A: Reaction formation involves expressing the opposite of how one truly feels.
B: Compensation is making up for a deficiency in one area by excelling in another.
D: Suppression is consciously pushing unwanted thoughts or feelings out of one's mind.
A nurse on a mental health unit is caring for clients who have various depressive disorders. The nurse should identify which of the following client diagnoses as presenting the greatest risk for suicide?

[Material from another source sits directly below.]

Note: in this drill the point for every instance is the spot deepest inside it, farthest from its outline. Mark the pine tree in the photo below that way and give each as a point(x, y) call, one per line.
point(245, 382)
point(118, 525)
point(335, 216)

- A. Premenstrual dysphoric disorder
- B. Seasonal affective disorder
- C. Major depressive disorder
- D. Persistent depressive disorder
Correct Answer: C
Rationale: The correct answer is C: Major depressive disorder. Clients with major depressive disorder are at the highest risk for suicide due to the severity of their symptoms, including feelings of hopelessness, worthlessness, and suicidal ideation. This diagnosis is associated with a higher rate of completed suicides compared to other depressive disorders. Clients with premenstrual dysphoric disorder (A) experience mood changes related to their menstrual cycle but do not typically have an increased risk of suicide. Seasonal affective disorder (B) is characterized by seasonal changes in mood and energy levels but is not typically associated with a high risk of suicide. Persistent depressive disorder (D) involves chronic depressive symptoms but does not necessarily indicate an increased risk of suicide.
A community health nurse is providing teaching to the family of a client who has primary dementia. Which of the following manifestations should the nurse tell the family to expect?
- A. Decreased auditory and visual acuity
- B. Decreased display of emotions
- C. Personality traits that are opposite of original traits
- D. Forgetfulness gradually progressing to disorientation
Correct Answer: D
Rationale: Dementia typically presents with progressive forgetfulness and eventual disorientation.